On 8 July 2009, al-Amriki released an audiotape on jihadi websites. Billed as a "response" to U.S. President Barack Obama's June 2009 Cairo speech to "the Muslim world," the audio message warned Muslims against being taken in by Obama's "charisma." In the message, al-Amriki affirmed al-Shabaab's allegiance to Al Qaeda and condoned the 9/11 terror attacks in the United States.

In September 2009 Hammami contacted his sister Dena by email, saying that he had married a Somali woman and had a baby daughter. He contacted his sister intermittently. She disapproved of what he was doing but did not want to lose touch altogether.

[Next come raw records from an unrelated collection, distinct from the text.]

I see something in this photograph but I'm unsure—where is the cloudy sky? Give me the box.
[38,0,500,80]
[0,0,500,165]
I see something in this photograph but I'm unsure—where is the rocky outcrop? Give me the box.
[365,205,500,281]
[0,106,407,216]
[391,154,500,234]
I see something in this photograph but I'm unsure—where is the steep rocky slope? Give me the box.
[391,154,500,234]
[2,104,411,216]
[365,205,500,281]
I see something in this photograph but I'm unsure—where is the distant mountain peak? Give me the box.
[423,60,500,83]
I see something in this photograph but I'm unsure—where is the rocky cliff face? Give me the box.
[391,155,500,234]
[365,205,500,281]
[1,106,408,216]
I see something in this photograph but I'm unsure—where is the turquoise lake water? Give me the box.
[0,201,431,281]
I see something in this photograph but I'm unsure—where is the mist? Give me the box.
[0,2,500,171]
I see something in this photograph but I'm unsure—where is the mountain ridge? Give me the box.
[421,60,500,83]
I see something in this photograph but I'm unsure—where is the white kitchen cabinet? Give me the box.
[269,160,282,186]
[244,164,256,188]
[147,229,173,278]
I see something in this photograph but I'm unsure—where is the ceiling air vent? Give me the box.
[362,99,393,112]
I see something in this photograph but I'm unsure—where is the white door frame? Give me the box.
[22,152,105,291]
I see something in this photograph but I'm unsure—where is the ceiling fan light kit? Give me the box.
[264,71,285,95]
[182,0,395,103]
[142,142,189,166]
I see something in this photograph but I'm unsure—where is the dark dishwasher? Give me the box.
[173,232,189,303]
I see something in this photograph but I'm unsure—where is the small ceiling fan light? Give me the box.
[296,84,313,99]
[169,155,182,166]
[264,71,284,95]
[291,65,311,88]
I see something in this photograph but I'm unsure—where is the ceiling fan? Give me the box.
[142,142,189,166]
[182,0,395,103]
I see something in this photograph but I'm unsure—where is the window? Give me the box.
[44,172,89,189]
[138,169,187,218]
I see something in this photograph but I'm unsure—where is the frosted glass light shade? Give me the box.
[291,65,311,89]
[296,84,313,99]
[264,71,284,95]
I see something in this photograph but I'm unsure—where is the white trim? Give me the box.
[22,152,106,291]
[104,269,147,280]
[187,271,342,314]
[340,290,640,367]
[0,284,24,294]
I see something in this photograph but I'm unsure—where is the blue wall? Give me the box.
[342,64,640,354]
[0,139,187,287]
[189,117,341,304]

In January 2010 he uploaded a lengthy autobiography available on JIHADOLOGY.net entitled "The Story of an American Jihadi: Part One." The 127-page document deals with his evolution from Muslim convert to Salafi to jihadi; enlisting in the Shabaab, life in combat fighting off hungry lions and giant ants at night. While defiant in his opposition to American government, Hammami expressed a wish to have "a three-day visit to see my mom, dad and sister."

In April 2011, Hammami released two rap songs dealing with jihad. One song, called Send me a Cruise, praised martyrdom at the hands of US forces. The other song, Make Jihad With Me, was aimed at recruiting Islamic youth to join the al Shabaab movement.

=== False reports of death ===
In March 2011, Somalian government sources reported that Hammami had been killed during fighting in Mogadishu. Somali Defence Minister Abdihakim Mohamoud Haji-Faqi subsequently told the Associated Press that Somali officials did not have a body and that the intelligence reports had not yet been confirmed.

Long War Journal reported on 15 March that Hammami had not been killed as Somali officials had claimed, as he had released a videotape. As Al-Amriki, Hammami had released an Anasheed song, mocking the claims of his death.

In July 2011, the Sunatimes reported that Hammami had possibly been killed in a Predator drone attack in Jubba, Somalia. He was featured in a March 2012 video claiming that his life may be in danger from Al-Shabaab, arising from a dispute over interpretations of Sharia law.

Al Shabaab denied this, saying that it was surprised by the video and that Al-Amriki "still enjoys all the privileges of brotherhood." The group added that it was attempting to verify "the authenticity as well as the motivations behind the video" and that a formal investigation was underway. On 25 May Hammami posted an audio lecture online. In the 45-minute lecture, originally posted in January but removed, he criticized jihadist organizations with a local focus, likening them to a "cancerous tumor." He also called for all Muslims to unite in a "jihad of the entire 'Ummah'" under the banner of restored caliphate.

In November 2012, the FBI placed Hammami on its Most Wanted Terrorists list.

On 17 December 2012, Al-Shabaab posted a message on Twitter publicly chastising Hammami for releasing videos in a "narcissistic pursuit of fame." The tweet asserted that the group had tried to talk with him privately but in vain. Al-Shabaab claimed a moral obligation to reveal Hammami's "obstinacy".

On 9 May 2013, senior member of al Shabaab and militant Fuad Mohamed Shangole claimed that Abu Mansoor al Amriki had been killed by armed men loyal to the top al Shabaab leader Ahmed Godane in Rama-cadey area. Preaching at a mosque in Bula-Barde town of Hiran region in central Somalia, Shangole said that Abu Mansoor al Amriki was killed after men he dubbed to be "apostates" ambushed him. Shangole said after Omar Hamami was killed, a fight between extremist militias erupted where a number of al Shabaab fighters were killed.

However, the reports of al-Amriki's death were proven wrong when he was interviewed by Voice of America on 3 September 2013.

== Death ==
Omar Hammami was killed on 12 September 2013, in an early-morning ambush by al-Shabaab militants in a village near the town of Dinsoor, south-west of the capital, Mogadishu. US administration officials in the embassy of Nairobi, Kenya investigated the validity of the reports of his death.

Hammami's death was eventually confirmed when the FBI removed him from their Most Wanted Terrorists list in November 2013. He was removed from the U.S. State Department's Rewards for Justice list in January 2014.